- Active: April 1993 – present
- Country: Kyrgyzstan
- Branch: National Guard
- Type: Spetsnaz
- Role: Special operations
- Size: Battalion (500 personnel)
- Garrison/HQ: Bishkek
- Nickname: Military Unit 714
- Engagements: Batken Conflict

= Panther Airborne Brigade =

Kyrgyz specialized unit

The Panther Airborne Brigade (бригады специального назначения «Пантера»), also known as Military Unit 714, is a special forces military unit in the National Guard of Kyrgyzstan.
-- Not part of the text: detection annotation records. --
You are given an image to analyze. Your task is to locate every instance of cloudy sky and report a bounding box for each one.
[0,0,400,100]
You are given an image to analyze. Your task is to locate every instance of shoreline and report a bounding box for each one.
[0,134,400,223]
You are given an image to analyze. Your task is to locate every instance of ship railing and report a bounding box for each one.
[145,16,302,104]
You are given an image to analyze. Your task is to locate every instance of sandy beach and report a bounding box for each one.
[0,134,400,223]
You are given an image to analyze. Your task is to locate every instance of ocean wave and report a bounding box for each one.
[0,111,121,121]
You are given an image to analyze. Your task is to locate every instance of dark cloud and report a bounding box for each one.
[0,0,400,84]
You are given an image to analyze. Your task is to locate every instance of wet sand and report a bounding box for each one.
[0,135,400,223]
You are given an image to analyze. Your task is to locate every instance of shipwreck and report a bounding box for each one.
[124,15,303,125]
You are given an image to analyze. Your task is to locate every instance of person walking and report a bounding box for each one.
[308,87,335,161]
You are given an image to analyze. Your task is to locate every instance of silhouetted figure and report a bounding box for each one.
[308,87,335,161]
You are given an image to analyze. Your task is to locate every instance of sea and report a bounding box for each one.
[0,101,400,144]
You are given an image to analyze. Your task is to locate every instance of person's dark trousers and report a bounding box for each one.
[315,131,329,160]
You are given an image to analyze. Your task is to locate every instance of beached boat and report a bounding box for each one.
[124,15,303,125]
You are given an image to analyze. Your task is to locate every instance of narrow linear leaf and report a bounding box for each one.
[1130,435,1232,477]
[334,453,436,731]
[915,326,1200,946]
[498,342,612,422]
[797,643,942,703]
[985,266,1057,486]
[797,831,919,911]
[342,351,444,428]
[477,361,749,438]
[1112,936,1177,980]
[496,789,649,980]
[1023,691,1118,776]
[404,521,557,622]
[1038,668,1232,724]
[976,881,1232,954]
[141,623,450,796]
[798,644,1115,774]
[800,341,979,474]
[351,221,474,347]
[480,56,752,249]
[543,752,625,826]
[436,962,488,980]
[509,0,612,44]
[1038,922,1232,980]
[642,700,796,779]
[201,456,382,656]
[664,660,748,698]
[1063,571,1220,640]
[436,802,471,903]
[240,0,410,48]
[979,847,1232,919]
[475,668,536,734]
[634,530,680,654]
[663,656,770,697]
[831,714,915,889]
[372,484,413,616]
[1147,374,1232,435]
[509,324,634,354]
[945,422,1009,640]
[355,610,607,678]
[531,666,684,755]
Founded in April 1992, it is designed to serve during hostilities such as the destruction of gangs, the localization of terrorist groups, and the elimination of natural disasters.

== History ==
In early 1992, a special forces battalion was created on the territory of the former Military Commissariat of Lenin District, Bishkek. Personnel recruitment took place from April to June. In April 1993, the personnel made the first parachute jumps and today it is the only brigade in the Armed Forces of Kyrgyzstan that is engaged in the airborne training program. It took part in the Batken Conflict of 1999 in southern Kyrgyzstan during which it rebuffed the Islamic Movement of Uzbekistan from the country.

Many personnel of this unit have been trained in the United States, Turkey and China. In addition, the personnel of the brigade have taken part in the United Nations Mission in South Sudan and the United Nations Mission in Liberia.